ロシア、2030年に月基地建設へ…探査機「ルナ」後継も

宇宙 科学

2014年5月8日、ロシア日刊紙イズベスチヤWeb版は、ロシアが2030年から月の南極に有人月基地を建設する計画の骨子を発表したと報じた。前段階として、旧ソ連の月探査機「ルナ」の後継機を2025年までに4機打ち上げる。

イズベスチヤ紙の報道では、計画案はロシア連邦宇宙庁(Roscosmos)、ロシア宇宙科学研究所、モスクワ大学がまとめた。2016年から2015年まで無人の月探査機を連続して打ち上げ、技術実証を行う。2030年までに月へ有人の遠征隊を送り、月の南極付近に基地を建設して資源採掘を開始。2040年ごろまでに月面天文台や観測施設を完成させるという。

月基地建設の候補地は、月の南極付近を予定している。水素と酸素を含む月のレゴリス(砂状の表面の堆積物)を使って人間の居住施設を建造するという。4月末から5月2日までウィーンで開催された2014年欧州地球科学連合大会においてロシア宇宙科学研究所の研究者が発表した内容では、月の南極では北極に比べて水が多い可能性があり、かつ天の川銀河の観測を行うには南極が適しているとの理由だ。

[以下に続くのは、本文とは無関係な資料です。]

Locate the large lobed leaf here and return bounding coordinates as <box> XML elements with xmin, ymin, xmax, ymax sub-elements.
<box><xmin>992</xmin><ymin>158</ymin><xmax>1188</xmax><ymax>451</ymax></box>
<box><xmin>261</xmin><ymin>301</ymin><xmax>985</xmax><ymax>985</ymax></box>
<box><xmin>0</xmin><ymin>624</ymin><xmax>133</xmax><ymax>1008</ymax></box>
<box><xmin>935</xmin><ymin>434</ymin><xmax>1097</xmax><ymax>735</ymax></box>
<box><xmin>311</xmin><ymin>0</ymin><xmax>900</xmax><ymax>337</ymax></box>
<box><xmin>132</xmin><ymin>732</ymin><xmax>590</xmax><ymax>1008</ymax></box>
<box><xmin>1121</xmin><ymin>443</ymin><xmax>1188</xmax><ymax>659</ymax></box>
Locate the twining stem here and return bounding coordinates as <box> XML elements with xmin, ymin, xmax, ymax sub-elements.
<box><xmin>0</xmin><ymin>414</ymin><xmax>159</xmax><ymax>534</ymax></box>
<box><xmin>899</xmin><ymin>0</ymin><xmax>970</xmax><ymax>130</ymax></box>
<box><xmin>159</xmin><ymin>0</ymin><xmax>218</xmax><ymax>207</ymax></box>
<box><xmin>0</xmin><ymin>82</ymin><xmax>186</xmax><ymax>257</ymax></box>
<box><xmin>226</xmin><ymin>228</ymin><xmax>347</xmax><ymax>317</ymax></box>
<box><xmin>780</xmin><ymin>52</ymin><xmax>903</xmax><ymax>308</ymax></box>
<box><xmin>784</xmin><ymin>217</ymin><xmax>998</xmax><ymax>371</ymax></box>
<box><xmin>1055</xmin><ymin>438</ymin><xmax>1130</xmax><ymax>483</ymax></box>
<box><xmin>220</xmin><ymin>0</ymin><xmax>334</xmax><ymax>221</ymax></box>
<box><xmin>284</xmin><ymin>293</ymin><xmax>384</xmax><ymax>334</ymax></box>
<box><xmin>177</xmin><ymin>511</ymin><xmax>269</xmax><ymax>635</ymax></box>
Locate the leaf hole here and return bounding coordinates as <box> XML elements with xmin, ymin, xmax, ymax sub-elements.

月開発計画は3段階となっており、2016年から2025年までの10年間、計画の第1フェーズでは、旧ソ連の月探査機ルナシリーズの後継機を4機打ち上げる。ルナ計画は1976年に月軟着陸とサンプルリターンを成功させた「ルナ24号」で終了しているが、「ルナ25号」から「ルナ28号」まで月周回機と着陸機の2種類を開発する。ルナ25~27号は「ルナ・グローブ」計画として1990年代に再度計画されたものの、火星探査機『フォボス・グルント』の打ち上げ失敗から大幅に見直しとなっていた。

見直されたルナ計画では、2015年打ち上げ予定だった「ルナ25号」は、2016年にソユーズロケットで打ち上げ、月面への着陸技術の向上を目指す。月レゴリスのサンプル調査も行うという。「ルナ・レスールス」とも呼ばれる「ルナ26号」は2018年にソユーズで打ち上げる予定で、月の極軌道を周回する。「ルナ27号」は2019年にソユーズで打ち上げ、月極域で最終的な有人探査の候補地への着陸を目指す。月表面から2mの深さまで掘削とサンプル調査も行うという。ルナ28号については、詳細は述べられていない。また、第1フェーズの開発費は総額285億ルーブル(現時点で830億円程度)だという。

第2フェーズでは、2028年から2030年まで、有人で月軌道への周回飛行を行う。月着陸は行わず、宇宙船はRSC エネルギヤが開発する。第3フェーズとなる2030年から2040年まで、有人の月開発を開始し、月の資源を使った基地を建設、月面天文台や地球観測施設の基礎を築く。第2、第3フェーズの開発費目標は明らかにされていないが、イズベスチヤ紙では、2012年に有人月開発計画の総額は1600億ルーブルとの試算があったとしている。

Roscosmosでは、今回RSC エネルギヤやS・A・ラヴォーチキン記念科学製造合同も参加して作成された月開発計画は産業界、学会の包括的な評価を受けて実現性が検討され、ロシア政府へ送られると説明している。巨額の費用がかかる計画は実現しないとの見通しもあるとイズベスチヤ紙は伝えている。新ルナ・グローブ、ルナ・レスールス計画に関する部分では、欧州宇宙機関(ESA)と科学観測機器、精密着陸、表土採取などの技術で国際協働プロジェクトとする話し合いを進めているとしている。